今日続いている紛争のうち、どれが群を抜いて大きいかを答えられる人は少ない。一方、多くの人はイスラエルとパレスチナ間が最も死者数の多い紛争地帯と思っているが、それは誤りだ。

外国に対するメディアの監視について、筆者がこれまで読んだもっとも鋭い批判は、ほとんど世に知られていない。それは、2008年に出版された、ヴァージル・ホーキンスによる学術書「ステルス紛争」である。注目を集めない戦争に関する本書がそれ自体、レーダーにひっかからないできたことは、もちろん理にかなっていると言えよう。
筆者はこの本を読んで以来、日刊紙の国際面が奇妙に感じ始めた。どの形容詞も、本当には的に得ていないような(おそらくこれは一過性の効果で、心配することではないであろう)。

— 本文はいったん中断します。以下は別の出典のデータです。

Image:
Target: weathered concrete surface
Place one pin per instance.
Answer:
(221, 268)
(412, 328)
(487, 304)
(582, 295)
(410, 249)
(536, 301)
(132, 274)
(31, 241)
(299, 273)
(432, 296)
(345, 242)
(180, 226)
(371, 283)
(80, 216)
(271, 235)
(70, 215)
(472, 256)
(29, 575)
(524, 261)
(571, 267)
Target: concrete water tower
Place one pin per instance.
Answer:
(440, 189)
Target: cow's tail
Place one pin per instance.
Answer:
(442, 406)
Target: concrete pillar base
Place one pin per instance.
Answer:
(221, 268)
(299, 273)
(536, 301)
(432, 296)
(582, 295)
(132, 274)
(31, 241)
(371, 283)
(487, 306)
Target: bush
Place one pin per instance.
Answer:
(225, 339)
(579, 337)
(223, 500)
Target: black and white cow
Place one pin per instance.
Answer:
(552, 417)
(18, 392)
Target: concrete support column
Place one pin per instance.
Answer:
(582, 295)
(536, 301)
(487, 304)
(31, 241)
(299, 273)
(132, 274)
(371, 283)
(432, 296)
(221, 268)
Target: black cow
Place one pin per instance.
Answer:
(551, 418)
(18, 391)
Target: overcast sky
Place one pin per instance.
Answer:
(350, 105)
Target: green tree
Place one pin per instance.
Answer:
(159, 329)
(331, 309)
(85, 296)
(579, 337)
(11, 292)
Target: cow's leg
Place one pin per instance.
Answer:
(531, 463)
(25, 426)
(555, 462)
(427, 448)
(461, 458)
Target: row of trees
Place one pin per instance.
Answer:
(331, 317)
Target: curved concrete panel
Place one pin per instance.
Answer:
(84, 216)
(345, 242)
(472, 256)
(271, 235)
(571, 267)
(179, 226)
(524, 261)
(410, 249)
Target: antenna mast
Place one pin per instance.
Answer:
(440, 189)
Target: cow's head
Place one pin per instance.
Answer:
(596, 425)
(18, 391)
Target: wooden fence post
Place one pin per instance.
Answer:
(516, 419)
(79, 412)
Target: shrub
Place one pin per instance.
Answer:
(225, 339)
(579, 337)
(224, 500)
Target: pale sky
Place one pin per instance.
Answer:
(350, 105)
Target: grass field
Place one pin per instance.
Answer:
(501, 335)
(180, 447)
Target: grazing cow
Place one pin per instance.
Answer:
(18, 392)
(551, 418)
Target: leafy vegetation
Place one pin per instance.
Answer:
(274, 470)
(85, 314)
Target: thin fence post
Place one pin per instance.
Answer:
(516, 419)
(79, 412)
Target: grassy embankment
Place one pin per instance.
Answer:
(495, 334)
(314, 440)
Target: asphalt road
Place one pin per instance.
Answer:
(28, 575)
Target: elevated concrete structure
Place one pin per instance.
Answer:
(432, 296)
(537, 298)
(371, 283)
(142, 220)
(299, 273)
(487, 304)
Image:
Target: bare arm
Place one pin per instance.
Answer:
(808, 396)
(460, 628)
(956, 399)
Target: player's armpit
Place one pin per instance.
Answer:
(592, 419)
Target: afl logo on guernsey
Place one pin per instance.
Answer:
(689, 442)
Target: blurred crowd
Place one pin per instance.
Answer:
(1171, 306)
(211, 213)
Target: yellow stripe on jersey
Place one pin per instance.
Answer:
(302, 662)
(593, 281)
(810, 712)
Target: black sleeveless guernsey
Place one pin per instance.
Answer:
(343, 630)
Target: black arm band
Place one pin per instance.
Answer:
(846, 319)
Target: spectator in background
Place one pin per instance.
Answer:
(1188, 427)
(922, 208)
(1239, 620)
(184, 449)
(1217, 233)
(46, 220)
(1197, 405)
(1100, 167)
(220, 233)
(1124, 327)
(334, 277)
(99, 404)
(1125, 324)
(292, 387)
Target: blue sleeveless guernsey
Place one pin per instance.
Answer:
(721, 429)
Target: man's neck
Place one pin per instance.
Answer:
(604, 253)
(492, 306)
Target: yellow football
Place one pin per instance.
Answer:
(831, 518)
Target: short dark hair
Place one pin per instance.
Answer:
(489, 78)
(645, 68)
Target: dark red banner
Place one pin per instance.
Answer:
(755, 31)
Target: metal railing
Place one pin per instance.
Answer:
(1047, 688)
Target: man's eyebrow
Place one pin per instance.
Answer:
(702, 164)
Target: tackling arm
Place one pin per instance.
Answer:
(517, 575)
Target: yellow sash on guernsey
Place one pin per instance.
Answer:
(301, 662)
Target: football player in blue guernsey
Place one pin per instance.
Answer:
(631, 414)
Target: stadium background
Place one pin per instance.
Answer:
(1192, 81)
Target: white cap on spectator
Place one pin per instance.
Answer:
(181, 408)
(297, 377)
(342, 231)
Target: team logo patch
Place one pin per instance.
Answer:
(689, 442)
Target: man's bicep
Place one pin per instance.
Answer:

我々は、情報過多のストレスについて不平を言うが、ネット社会について繰り返し我々がこぼす不平は、実際は一種の自己賛美である。情報がまるで洪水みたいだ!消化できないほどの情報量だ!筆者は毎朝、朝刊の記事の中では、漫画の「ロッキー」以外はすべて、ただ自己防衛本能のために選定せざるを得ない。でないと溺れてしまうことだろう。しかし、ホーキンスにとっての問題は別物である。「我々はこれまでになかったほどの限りない量の情報へのアクセスを有していると言われているが、世界中で起こっている紛争について、我々が求めて得る情報は、比率においても、そして論調においてもとても歪んでいて、現実世界とはほとんどなにも共通するものがない。」

「50年以上において、世界で起こっている最も死者数が多い紛争、9か国からの兵を巻き込んでいる紛争、西ヨーロッパほどの広大さの戦場を抱え、結果として500万人以上の死者を出しながら、周りの世の中が何の気にもかけない紛争がある」とホーキンスは続ける。彼が言っているのはどの紛争か想像できる人はいるだろうか?筆者にはわからなかった。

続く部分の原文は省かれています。